My world seemed to freeze. I turned towards Caspian. His face was deathly pale, his sea-blue eyes—the same colour Elaria had just described—wide with fear.
“Don’t call me that,” Caspian hissed, his voice rough.
“You’ve been hiding behind this fake identity for far too long,” Elaria stepped towards him. “Every day you drink Identity Flux just to mask the scent of ozone and your water magic. You really think pretending to be a flashy Alpha werewolf can fool me?”
Caspian took a step back, his hand searching the torn pocket of his trousers. He pulled out a small bottle filled with liquid, the same kind Niobe had once given me.
“Sapphire sacrificed her magic so you could stay hidden,” Elaria sneered. “And now that she’s gone, you keep drinking that potion to suppress who you really are—Morpheus Bloodworth—so the Dark Sorcerers can’t track you down.”
I stared at the man who had protected me all this time. Caspian—Morpheus—looked at me with eyes full of pain. He was the child Sapphire had raised beneath the ground of Oakhaven. He was the reason Mary Ann waited twenty-four years for me to reach cellular maturity so I could receive MoonBound energy.

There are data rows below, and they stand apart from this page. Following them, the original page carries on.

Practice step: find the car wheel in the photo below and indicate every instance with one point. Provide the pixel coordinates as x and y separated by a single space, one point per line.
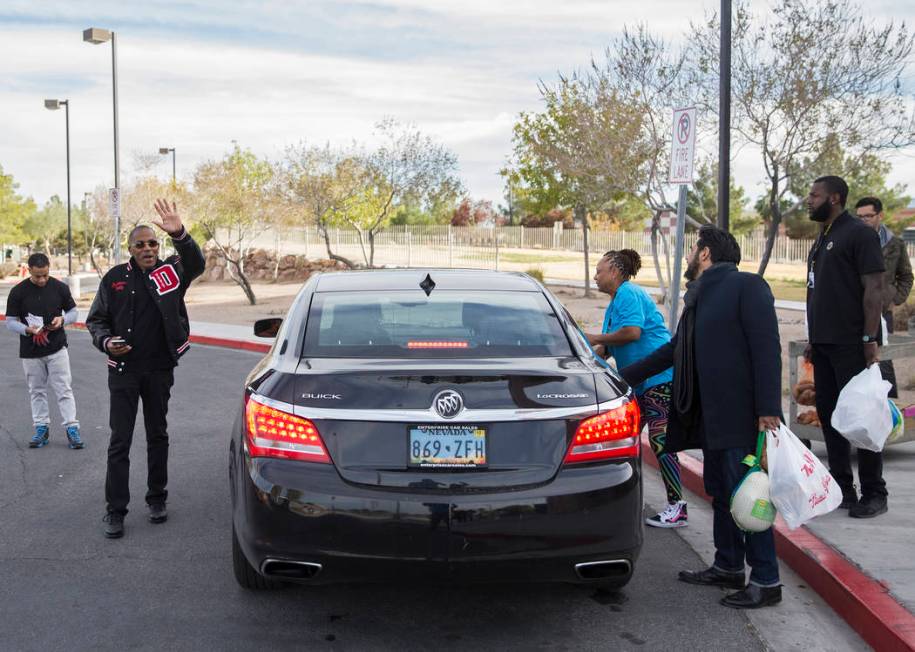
245 575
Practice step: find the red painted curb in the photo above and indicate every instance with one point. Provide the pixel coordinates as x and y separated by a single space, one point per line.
230 344
863 602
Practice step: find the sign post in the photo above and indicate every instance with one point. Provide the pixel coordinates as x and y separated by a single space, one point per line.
114 209
682 151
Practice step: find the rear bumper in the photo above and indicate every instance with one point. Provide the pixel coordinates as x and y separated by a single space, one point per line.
299 512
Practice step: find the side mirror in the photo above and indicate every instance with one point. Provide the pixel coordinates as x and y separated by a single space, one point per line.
267 327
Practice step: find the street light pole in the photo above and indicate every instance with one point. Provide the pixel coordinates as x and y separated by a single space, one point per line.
166 150
53 105
724 118
97 35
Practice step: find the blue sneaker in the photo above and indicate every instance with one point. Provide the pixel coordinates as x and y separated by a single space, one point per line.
40 438
74 438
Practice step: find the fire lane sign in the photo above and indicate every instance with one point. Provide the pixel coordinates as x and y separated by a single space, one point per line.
114 202
683 146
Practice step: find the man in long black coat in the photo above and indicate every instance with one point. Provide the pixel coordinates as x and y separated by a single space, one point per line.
726 357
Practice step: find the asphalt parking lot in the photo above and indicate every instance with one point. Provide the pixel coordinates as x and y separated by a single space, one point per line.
63 586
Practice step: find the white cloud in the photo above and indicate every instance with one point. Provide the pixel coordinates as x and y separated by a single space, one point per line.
196 75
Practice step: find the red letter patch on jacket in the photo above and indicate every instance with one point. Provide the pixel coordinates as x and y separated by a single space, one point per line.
165 278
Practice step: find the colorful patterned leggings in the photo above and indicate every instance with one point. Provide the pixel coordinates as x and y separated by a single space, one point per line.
655 404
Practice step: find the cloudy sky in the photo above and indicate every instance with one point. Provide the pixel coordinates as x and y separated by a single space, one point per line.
198 74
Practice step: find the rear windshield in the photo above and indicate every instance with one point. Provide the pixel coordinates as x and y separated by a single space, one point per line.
446 324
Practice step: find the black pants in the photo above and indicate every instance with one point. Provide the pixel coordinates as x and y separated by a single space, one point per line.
722 471
886 366
833 366
126 389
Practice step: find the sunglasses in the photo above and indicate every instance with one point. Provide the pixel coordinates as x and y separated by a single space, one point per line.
140 244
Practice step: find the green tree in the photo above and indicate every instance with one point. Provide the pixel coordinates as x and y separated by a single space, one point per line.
44 227
14 210
702 200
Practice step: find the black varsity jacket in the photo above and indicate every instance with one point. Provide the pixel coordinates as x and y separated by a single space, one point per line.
111 313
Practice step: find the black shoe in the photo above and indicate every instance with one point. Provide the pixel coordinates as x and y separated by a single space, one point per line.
869 507
157 513
849 497
114 525
753 597
713 577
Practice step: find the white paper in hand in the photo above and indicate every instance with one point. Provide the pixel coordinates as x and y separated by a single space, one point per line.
862 413
34 321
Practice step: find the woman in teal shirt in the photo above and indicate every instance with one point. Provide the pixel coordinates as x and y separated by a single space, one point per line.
633 328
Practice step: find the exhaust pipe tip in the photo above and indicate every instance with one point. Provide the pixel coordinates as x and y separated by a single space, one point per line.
286 570
604 570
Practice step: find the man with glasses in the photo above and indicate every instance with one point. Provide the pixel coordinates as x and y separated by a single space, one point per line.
140 320
897 279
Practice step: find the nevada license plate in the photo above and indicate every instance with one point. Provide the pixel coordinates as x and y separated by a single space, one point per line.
447 446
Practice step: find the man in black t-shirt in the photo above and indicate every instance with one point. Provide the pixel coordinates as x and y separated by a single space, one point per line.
37 309
844 301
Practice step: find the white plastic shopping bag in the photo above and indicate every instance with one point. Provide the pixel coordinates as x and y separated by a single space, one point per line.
863 414
800 486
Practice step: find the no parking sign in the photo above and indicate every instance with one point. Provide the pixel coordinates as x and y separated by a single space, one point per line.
683 146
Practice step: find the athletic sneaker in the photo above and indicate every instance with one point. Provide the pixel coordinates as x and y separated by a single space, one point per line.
73 437
674 515
40 438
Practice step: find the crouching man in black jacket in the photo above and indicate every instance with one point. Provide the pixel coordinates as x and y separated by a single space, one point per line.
139 319
726 357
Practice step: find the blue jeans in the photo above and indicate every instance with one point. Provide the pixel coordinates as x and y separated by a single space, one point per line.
722 471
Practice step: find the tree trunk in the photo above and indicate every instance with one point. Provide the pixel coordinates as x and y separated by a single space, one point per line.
775 211
655 227
582 215
371 248
331 254
238 275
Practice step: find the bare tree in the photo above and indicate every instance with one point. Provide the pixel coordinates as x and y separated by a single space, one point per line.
813 71
232 204
321 182
408 167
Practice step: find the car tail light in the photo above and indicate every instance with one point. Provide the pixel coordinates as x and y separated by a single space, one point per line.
274 433
608 435
413 344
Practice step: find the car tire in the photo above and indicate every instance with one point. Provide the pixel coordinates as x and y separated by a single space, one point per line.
245 575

“Lulu, I…” Caspian tried to speak, but his voice broke.
“You’re the other key,” I said quietly. “Both of us… we’re experiments perfected by our mothers’ deaths.”
Elaria clapped once, the sound echoing through the damp basement. “Exactly. And now the Ignith experiment has fully awakened. With Mary Ann’s heart in your chest and an Alpha werewolf carrying ancient magic by your side, I’ll make sure the Dark Sorcerers regret ever hunting you.”
I slowly stood, feeling the heat in my hand flare back to life. The fear inside me turned into pure anger.
“We’re not your weapons, Elaria,” I growled.
Caspian swallowed the last of the liquid in his bottle, his face hardening as the disguise spell took hold again, hiding the faint blue glow that had shimmered beneath his skin. He stepped up beside me, ready to fight.
“We’ll see,” Elaria said calmly. “The Dark Sorcerers are already close, and I’m your only chance.”
I looked at the black dust on the floor. The real enemy was hunting us, and this newly revealed truth was only the beginning of a war that would burn everything to the ground.
“Do you also know I’ve only got a few months left to live?”
Elaria lifted her head. There was a brief crease in her brow.
“Mary Ann never told me that.”
I stepped closer, bringing my face level with hers. “You should know. Right now, we can still be useful to each other.”
I still didn’t fully trust Elaria, especially not with that ambition of hers.